Et puis, souillé de ses flux sacrés,
Je l'enfilerais à nouveau sur sa cuisse avec tendresse...

Je laverais sa toison avec mon meilleur lait, avec les plus grands vins,
Pour goûter le mélange inconnu du profane et des catins,
De son odeur et des liquides agricoles,
Pour ensuite, Barbare, Indien, la souiller de mon sperme frivole...

Qu'écrire du creux de ses reins ?
Aucun chemin n'est étranger à mon apostolat,
Et il est tant, et temps de lustrer de mes lèvres magentas,
Ce pli intime, ce pli étroit, ce creux souverain...

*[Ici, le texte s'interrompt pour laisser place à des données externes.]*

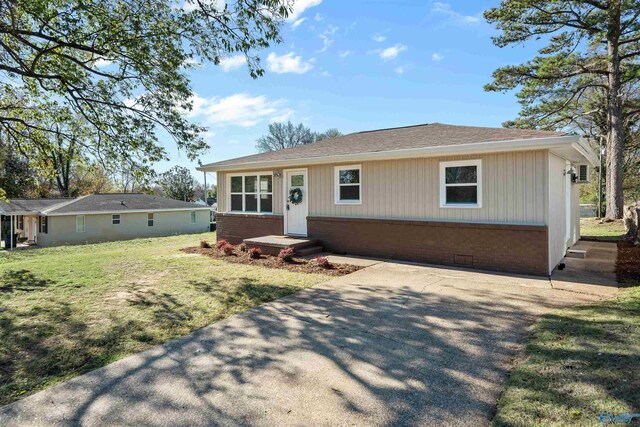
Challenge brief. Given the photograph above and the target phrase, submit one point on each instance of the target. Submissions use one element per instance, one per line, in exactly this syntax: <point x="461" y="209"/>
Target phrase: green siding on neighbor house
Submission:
<point x="99" y="227"/>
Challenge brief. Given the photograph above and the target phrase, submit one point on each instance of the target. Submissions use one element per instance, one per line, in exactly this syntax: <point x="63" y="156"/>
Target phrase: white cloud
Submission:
<point x="300" y="6"/>
<point x="239" y="110"/>
<point x="297" y="22"/>
<point x="233" y="62"/>
<point x="287" y="63"/>
<point x="327" y="39"/>
<point x="391" y="52"/>
<point x="446" y="10"/>
<point x="191" y="5"/>
<point x="101" y="63"/>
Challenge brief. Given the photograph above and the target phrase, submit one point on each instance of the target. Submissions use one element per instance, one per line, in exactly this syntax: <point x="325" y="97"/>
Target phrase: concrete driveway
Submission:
<point x="392" y="344"/>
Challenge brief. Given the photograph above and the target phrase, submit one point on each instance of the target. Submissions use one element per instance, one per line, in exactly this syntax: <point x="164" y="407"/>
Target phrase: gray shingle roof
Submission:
<point x="116" y="202"/>
<point x="419" y="136"/>
<point x="15" y="206"/>
<point x="122" y="202"/>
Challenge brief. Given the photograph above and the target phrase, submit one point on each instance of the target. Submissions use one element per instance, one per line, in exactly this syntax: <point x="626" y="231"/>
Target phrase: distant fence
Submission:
<point x="588" y="211"/>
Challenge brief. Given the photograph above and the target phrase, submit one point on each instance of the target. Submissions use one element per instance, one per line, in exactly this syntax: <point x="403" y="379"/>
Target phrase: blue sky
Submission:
<point x="357" y="65"/>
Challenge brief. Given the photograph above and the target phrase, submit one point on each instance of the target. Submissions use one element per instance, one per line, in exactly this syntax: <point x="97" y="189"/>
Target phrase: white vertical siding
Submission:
<point x="513" y="190"/>
<point x="557" y="210"/>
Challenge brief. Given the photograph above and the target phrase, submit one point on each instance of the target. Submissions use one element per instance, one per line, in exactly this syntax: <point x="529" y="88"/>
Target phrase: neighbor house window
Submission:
<point x="80" y="224"/>
<point x="348" y="184"/>
<point x="251" y="192"/>
<point x="461" y="184"/>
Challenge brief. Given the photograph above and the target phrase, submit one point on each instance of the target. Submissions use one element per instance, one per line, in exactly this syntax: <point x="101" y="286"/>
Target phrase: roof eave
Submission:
<point x="462" y="149"/>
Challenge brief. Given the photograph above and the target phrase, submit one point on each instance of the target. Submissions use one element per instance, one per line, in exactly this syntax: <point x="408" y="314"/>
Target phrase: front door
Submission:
<point x="295" y="214"/>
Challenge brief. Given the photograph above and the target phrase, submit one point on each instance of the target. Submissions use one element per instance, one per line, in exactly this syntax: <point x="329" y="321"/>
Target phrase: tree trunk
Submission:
<point x="615" y="118"/>
<point x="631" y="223"/>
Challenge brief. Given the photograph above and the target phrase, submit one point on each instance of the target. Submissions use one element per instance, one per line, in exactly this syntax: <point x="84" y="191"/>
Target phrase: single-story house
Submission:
<point x="97" y="218"/>
<point x="491" y="198"/>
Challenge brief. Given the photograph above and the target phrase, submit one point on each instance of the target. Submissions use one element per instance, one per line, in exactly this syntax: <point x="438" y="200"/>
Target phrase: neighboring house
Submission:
<point x="502" y="199"/>
<point x="99" y="217"/>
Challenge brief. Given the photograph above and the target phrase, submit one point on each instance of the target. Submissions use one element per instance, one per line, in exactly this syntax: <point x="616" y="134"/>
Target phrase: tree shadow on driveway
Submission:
<point x="382" y="353"/>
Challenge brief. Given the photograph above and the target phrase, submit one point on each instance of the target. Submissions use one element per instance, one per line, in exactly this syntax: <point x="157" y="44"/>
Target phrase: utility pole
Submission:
<point x="205" y="188"/>
<point x="600" y="182"/>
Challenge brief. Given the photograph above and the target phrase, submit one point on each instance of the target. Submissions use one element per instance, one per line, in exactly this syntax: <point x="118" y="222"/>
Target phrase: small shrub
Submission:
<point x="227" y="249"/>
<point x="254" y="253"/>
<point x="323" y="262"/>
<point x="286" y="255"/>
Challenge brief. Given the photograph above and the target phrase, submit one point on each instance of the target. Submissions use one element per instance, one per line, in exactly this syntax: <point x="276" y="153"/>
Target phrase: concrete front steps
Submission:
<point x="273" y="244"/>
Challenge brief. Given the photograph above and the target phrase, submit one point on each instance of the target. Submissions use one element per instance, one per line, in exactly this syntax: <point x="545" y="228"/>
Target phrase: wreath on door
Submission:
<point x="295" y="196"/>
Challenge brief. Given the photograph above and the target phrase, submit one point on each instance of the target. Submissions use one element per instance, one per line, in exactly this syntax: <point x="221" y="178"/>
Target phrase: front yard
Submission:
<point x="65" y="311"/>
<point x="579" y="362"/>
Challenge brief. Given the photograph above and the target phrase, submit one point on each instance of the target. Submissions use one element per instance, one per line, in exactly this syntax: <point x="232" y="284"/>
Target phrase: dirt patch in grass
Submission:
<point x="628" y="264"/>
<point x="298" y="265"/>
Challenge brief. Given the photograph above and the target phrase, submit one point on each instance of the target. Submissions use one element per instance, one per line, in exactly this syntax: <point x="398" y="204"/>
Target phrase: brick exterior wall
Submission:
<point x="511" y="248"/>
<point x="236" y="227"/>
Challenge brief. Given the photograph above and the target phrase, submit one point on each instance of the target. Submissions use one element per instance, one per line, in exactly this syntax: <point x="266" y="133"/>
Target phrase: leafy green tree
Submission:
<point x="591" y="50"/>
<point x="121" y="66"/>
<point x="16" y="177"/>
<point x="178" y="183"/>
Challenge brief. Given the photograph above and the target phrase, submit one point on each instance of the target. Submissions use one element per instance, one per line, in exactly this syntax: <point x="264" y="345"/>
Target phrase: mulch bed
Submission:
<point x="628" y="263"/>
<point x="298" y="265"/>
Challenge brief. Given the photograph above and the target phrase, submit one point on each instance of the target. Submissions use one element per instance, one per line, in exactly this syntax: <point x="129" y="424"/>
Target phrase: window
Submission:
<point x="80" y="224"/>
<point x="461" y="184"/>
<point x="252" y="192"/>
<point x="348" y="184"/>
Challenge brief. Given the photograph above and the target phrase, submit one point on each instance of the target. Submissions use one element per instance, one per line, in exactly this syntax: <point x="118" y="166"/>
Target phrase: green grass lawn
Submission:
<point x="591" y="227"/>
<point x="67" y="310"/>
<point x="579" y="362"/>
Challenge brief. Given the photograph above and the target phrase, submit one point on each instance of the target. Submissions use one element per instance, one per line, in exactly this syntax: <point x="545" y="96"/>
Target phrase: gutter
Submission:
<point x="407" y="153"/>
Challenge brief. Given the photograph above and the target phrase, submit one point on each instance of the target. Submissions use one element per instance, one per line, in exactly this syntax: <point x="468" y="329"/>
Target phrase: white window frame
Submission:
<point x="443" y="183"/>
<point x="257" y="193"/>
<point x="337" y="185"/>
<point x="84" y="224"/>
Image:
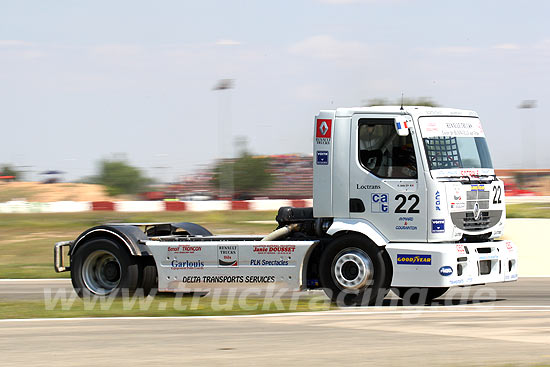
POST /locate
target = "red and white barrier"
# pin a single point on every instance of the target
(148, 206)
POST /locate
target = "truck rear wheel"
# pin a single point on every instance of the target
(419, 296)
(352, 271)
(102, 267)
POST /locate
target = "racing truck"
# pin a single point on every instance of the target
(404, 198)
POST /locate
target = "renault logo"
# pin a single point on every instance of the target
(476, 211)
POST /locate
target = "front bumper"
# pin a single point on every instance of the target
(452, 264)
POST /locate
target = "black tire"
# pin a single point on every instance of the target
(346, 274)
(103, 267)
(148, 276)
(419, 296)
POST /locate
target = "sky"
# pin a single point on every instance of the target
(82, 81)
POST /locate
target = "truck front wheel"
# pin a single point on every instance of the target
(352, 271)
(102, 267)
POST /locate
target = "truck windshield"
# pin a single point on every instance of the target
(447, 152)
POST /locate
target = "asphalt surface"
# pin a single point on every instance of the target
(506, 324)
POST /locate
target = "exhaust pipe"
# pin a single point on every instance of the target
(281, 232)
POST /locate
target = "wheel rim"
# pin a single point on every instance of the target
(101, 272)
(352, 269)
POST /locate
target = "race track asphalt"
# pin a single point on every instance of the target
(507, 324)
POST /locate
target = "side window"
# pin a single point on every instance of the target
(384, 153)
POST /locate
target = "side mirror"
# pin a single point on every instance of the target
(402, 125)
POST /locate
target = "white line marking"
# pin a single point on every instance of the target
(283, 314)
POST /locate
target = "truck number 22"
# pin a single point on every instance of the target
(412, 208)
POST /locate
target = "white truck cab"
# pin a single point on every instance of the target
(420, 182)
(404, 198)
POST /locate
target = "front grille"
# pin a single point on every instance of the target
(467, 222)
(481, 197)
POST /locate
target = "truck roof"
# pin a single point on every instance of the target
(414, 111)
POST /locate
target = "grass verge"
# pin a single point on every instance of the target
(161, 305)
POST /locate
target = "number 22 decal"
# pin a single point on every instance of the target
(498, 193)
(412, 208)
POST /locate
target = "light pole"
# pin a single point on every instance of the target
(226, 172)
(529, 129)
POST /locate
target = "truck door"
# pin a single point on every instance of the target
(387, 187)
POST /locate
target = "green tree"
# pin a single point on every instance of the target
(420, 101)
(121, 178)
(8, 170)
(249, 174)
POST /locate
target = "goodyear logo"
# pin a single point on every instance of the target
(406, 259)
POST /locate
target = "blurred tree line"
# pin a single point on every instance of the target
(249, 174)
(119, 177)
(7, 170)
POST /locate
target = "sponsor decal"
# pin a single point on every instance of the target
(473, 172)
(438, 225)
(229, 279)
(184, 249)
(228, 255)
(406, 186)
(323, 131)
(274, 249)
(263, 262)
(458, 205)
(194, 264)
(368, 187)
(407, 259)
(478, 187)
(322, 157)
(380, 203)
(406, 225)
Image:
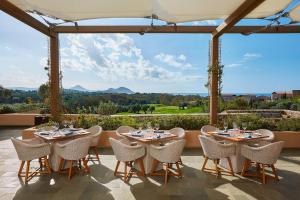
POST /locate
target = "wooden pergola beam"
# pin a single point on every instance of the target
(177, 29)
(243, 10)
(21, 15)
(54, 76)
(214, 81)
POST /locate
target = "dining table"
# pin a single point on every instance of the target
(62, 136)
(239, 138)
(146, 138)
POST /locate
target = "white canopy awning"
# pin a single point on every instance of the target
(167, 10)
(295, 14)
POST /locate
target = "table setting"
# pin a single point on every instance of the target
(239, 137)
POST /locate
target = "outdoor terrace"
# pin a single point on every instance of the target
(102, 184)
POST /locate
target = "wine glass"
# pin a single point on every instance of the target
(244, 126)
(234, 125)
(225, 126)
(156, 126)
(149, 126)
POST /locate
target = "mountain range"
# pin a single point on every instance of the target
(82, 89)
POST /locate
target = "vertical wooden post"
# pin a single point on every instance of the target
(214, 80)
(54, 76)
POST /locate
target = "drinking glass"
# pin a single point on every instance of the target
(244, 125)
(149, 126)
(156, 127)
(234, 125)
(225, 126)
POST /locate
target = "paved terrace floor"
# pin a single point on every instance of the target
(101, 183)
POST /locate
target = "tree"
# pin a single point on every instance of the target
(4, 93)
(183, 105)
(28, 100)
(108, 108)
(152, 109)
(238, 103)
(44, 92)
(135, 108)
(145, 108)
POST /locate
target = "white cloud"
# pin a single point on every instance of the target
(205, 22)
(251, 56)
(174, 61)
(234, 65)
(114, 57)
(246, 58)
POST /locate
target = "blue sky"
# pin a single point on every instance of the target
(172, 63)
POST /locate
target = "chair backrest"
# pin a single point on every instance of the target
(170, 153)
(119, 149)
(215, 150)
(20, 148)
(266, 132)
(269, 153)
(47, 128)
(28, 150)
(76, 149)
(124, 129)
(208, 128)
(95, 132)
(179, 132)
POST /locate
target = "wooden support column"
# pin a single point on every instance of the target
(214, 81)
(54, 76)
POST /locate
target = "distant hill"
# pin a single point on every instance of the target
(22, 88)
(79, 88)
(110, 90)
(118, 90)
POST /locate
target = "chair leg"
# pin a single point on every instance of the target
(47, 165)
(180, 161)
(70, 169)
(61, 162)
(86, 167)
(217, 168)
(275, 172)
(263, 174)
(125, 171)
(96, 153)
(178, 170)
(204, 164)
(21, 168)
(166, 174)
(154, 165)
(116, 169)
(27, 171)
(230, 165)
(141, 164)
(245, 167)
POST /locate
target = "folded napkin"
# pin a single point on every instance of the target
(44, 133)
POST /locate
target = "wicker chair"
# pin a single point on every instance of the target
(73, 151)
(168, 154)
(266, 132)
(29, 150)
(264, 156)
(180, 135)
(95, 135)
(128, 154)
(215, 151)
(208, 128)
(124, 129)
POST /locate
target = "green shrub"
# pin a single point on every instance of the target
(7, 109)
(188, 122)
(288, 125)
(108, 108)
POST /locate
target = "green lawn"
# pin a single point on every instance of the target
(162, 109)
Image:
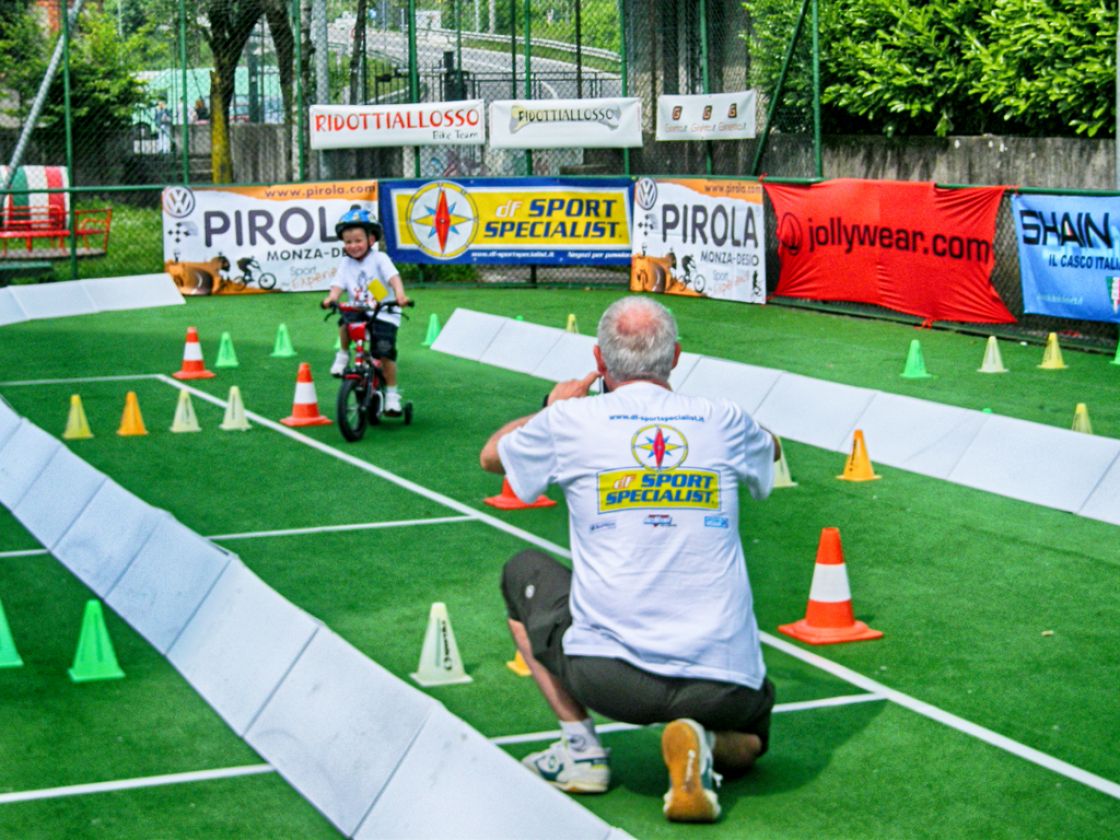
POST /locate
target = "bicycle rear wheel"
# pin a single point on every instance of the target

Hélas... Déjà la raison reprend ses droits. Jamais elle n'abandonne,
Et les heures sages leur chant déjà entonnent
Tu n'es pas Gepetto...
Il te manque une Pinocchio...

dimanche 21 septembre 2008

D'Eros à Morphée en terminant par Esculape

Elle dormait.

Moi, je ne dormais plus.

Je me sentais religieux. Je me sentais habité...

J'avais envie de rendre un culte, mais pas à Morphée. J'eusse voulu une autre divinité. Vu mon désir, en effet, Eros me semblait plus approprié.

Elle dormait, du moins, c'est ce que je croyais.

Je me suis approché de son dos, pour me serrer encore plus fort, juste pour savourer le plaisir d'être contre son corps nu.

J'étais tout contre elle, un amant alerte contre sa maîtresse assoupie. Paradoxe nocturne que l'amour pourtant interdit.

Soudain, j'ai senti une de ses mains, prendre mon désir et le guider en elle...

N'était-ce donc pas moi qui dormais et qui rêvais ?

Elle était brûlante, humide, elle m'attendait.

Sans un mot, nous avons commencé notre ronde, sans tendresse, avec fureur, pris par une vigueur animale.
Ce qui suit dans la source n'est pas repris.